In addition to regions displaying emotion-specific representational geometries, results revealed a network of regions implicated in global affect sharing with no affect-specificity. Widespread regions of the parietal and frontal cortices were activated by the task. In the parietal cortex both the precuneus and inferior parietal cortex, extending to the TPJ and STS were strongly associated with the vicarious stance, but showed no emotion-specific modulations. These regions, components of the default mode network (DMN), have been associated with emotion processing 35, TOM, 36, and self-referential mentalizing 37 but not with discrete emotion representations in empathy contexts. Our results extend experimental 38 and meta-analytic 39 investigations on empathy, which typically focused on pain or distress, to distinguish the role of emotion-sensitive (TP, amygdala & Insula) from mentalizing regions (precuneus, STS, mPFC) in emotional empathy. Findings of the MDS analysis (figure S2) revealed that emotion-sensitive and mentalizing-general regions clustered together, suggesting distinct sub-systems sustaining aspects of empathy based on representational characteristics.

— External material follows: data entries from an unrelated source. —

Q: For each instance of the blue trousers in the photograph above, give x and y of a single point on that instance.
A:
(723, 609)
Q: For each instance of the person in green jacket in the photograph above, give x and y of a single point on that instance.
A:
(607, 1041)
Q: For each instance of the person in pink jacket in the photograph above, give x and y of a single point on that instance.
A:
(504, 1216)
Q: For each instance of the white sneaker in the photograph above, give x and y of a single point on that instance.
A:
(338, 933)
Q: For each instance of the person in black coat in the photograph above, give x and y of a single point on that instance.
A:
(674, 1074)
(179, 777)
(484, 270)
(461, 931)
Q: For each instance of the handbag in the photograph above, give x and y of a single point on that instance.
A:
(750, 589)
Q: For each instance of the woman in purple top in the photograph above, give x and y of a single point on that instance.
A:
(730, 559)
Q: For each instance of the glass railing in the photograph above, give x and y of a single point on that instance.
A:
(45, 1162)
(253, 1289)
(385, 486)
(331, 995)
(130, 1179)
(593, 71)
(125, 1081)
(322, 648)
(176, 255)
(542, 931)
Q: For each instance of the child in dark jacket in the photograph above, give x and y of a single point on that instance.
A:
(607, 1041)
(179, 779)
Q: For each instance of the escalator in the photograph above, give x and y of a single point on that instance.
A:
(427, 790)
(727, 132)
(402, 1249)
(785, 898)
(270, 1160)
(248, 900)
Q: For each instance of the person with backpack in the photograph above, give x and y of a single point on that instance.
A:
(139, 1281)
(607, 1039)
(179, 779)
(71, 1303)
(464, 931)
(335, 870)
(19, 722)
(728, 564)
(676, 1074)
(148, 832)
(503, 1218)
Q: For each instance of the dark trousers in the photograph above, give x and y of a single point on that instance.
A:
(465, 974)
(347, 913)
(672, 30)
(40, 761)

Understanding developmental continuity and change in humans- whose brain matures across three decades, involves substantial plasticity, and enables significant recovery following initial insult- is the focus of conceptual and empirical interest, particularly factors that tilt infants toward resilient trajectories. Integrating experimental design related to maternal-newborn contact and following infants for two decades, we found evidence for the two mechanisms proposed to underlie developmental continuity: step-by-step progress where minor alterations gradually impact outcome through repeated iterations, and a “sensitive period” perspective in which the system’s initial conditions directly impact long-term outcomes 8. Synchrony functioned as a core mechanism underpinning social development both by initiating a step-by-step trajectory that incorporates gradually-acquired socio-cognitive abilities and via direct impact of maternal or paternal synchrony on the adult brain. Our results indicate that the human social brain, like that of other mammals, is sensitive to features critical for human social life; rapid assessment of others’ feelings, accuracy of emotional detection, and interpretation of others’ mental states by assuming the vicarious stance. Our study, therefore, sharpens questions for future research and underscores the field of developmental social neuroscience as a potentially fruitful perspective on the human brain’s capacity for social living.
Materials and Methods
Participants
The study included 137 twenty-year old young adults (M=19.76, SD = 2.01, Range = 16.83-25.6) who were part of a longitudinal study recruited at birth and followed at our lab from birth until young adulthood. Of the study participants, 79 were born neurologically-intact preterm and were, at the time of brain imaging, healthy, well-functioning, and had graduated from typical state high-schools. Fifty-eight participants were born at full-term without any medical complications (FT). All children were reared in two-parent families to mothers who were above 21 years at childbirth and with family income above the poverty cutoff. Of the preterm group, 35 received kangaroo care (KC) during the hospitalization period in the Neonatal Intensive Care Units (NICU) (see below) and 44 infants, matched for demographic and medical variables, received standard incubator care (SC). See table S11: Demographics.
Longitudinal design
The study utilized a birth-cohort longitudinal design, and mother-child dyads in both the preterm and full-term cohorts were recruited at birth during the same period.
Premature cohort
The original premature cohort and their mothers was recruited in Neonatal Intensive Care Units (NICU) at birth from March 1996 to November 1999, prior to any available information on the Kangaroo Care intervention and any scientific evidence for its-long term benefits and this enabled our randomization protocol (for details see 40. Because the developmental benefits of the Kangaroo Care intervention are now readily available to the public and most Western NICUs encourage mothers to engage in KC contact, the recruitment of a similar cohort is no longer possible and our carefully-matched cohort provides a rare opportunity to study the long-term effects of maternal separation and structured contact on the developing brain in a human model.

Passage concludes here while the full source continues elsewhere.